Beyond the scope of this study, but of great importance to the public and to workers, would be the ability also to identify the non-fatal, non-cancer effects of low-dose and protracted low-dose radiation exposures. Fifteen years ago, the 1990 BEIR V Report had noted a role of radiation in heart disease and mental retardation. Post-Chernobyl, Russian researchers have described a broad range of radiation-related non-cancer impacts, including increased severity of infectious diseases of childhood; respiratory, gastrointestinal, and endocrinology disorders; and failure to thrive. All are detrimental to human health and should be considered in protective standards. The ICRP is encouraged to study non-cancer deleterious radiation impacts in development of dose standards.

Also needed is further study of the relationships between radiation and the great assortment of lifestyle variations, which are barely touched on in the report. Even more important for protective standards is greater knowledge of interrelated -- synergistic -- relationships between and among exposures to radiation and to other contaminants – chemicals, pesticides, herbicides, heavy metals antibiotics, and a host of other toxic materials that are released into the biosphere. The risk-based regulatory practice of developing dose limits pollutant-by-pollutant masks the kinds and extent of the biological damage that may be experienced by individuals, or whole populations, who are exposed to mixtures of pollutants.

Because so much in this report speaks to improved radiation protection, it was disheartening to reach the concluding portions (Section 6.4 and Chapter 7) that regress to discussion of continued reliance on linear extrapolation of risk estimates from high doses, tradeoffs of safety for economic benefits, “acceptable risk,” and learning to live with genetic damage that will continue to worsen.
It is prudent to speculate that direct or recessive genetic damages will not be capable of correction and therefore all measures possible to reduce radiation exposures is the wise course of action.

Recent news reports suggest that the next generations of humans may have a shortened life span, due to risky lifestyles and the effects of environmental contaminants.

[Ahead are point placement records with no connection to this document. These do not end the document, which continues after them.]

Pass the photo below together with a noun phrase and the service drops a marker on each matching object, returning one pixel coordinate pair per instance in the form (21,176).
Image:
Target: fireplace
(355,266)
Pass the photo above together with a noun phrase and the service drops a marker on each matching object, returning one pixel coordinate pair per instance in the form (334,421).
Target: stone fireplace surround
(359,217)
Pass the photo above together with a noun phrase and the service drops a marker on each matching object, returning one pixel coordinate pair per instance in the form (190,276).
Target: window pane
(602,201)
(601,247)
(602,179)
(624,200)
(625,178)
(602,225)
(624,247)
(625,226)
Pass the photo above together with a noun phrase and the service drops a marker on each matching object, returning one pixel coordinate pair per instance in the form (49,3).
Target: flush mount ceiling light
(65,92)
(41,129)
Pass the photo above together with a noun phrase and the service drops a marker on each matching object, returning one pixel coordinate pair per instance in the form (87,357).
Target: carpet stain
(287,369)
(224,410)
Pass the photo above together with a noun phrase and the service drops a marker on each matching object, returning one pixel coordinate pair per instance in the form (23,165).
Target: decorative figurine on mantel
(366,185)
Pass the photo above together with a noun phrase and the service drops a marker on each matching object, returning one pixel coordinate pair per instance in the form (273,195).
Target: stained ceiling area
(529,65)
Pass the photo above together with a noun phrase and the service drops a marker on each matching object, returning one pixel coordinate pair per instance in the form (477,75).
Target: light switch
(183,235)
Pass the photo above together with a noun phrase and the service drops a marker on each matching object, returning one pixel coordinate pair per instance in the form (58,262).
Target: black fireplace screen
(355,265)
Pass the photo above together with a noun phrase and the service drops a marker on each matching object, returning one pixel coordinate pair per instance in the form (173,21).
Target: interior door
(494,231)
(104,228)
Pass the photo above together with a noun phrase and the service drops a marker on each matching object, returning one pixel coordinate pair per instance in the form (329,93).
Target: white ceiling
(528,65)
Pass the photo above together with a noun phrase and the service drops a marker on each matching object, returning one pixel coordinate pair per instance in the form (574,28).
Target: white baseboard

To these concerns, ICRP should add investigation of impairment of the immunological system, especially if we face ever more reliance on nuclear technologies and the generation, and release, of radioactive wastes. The ICRP should take notice that the last human generation to have been conceived and born prior to the splitting of the atom is now reaching the end of life. If recommendations of ICRP members’ predecessors have been inadequate, it will be future populations who will suffer the adverse consequences of our failure to assess correctly the biologic damage caused by increased exposures to radiation -- and undoubtedly in concert with many other pollutants as well.

The degradation of future lives may or may not be avoidable. It is to be hoped that studies and status reports of a quality comparable with this “Low-dose” report will continue to move radiation protection decision-makers toward more restrictive controls over the many sources and uses of
radioactive materials. We look forward to ICRP’s proposed research and reports on the impacts of ionizing radiation upon other forms of life, and hope that those studies will be conducted in a manner and with high quality comparable with this Task Group Report.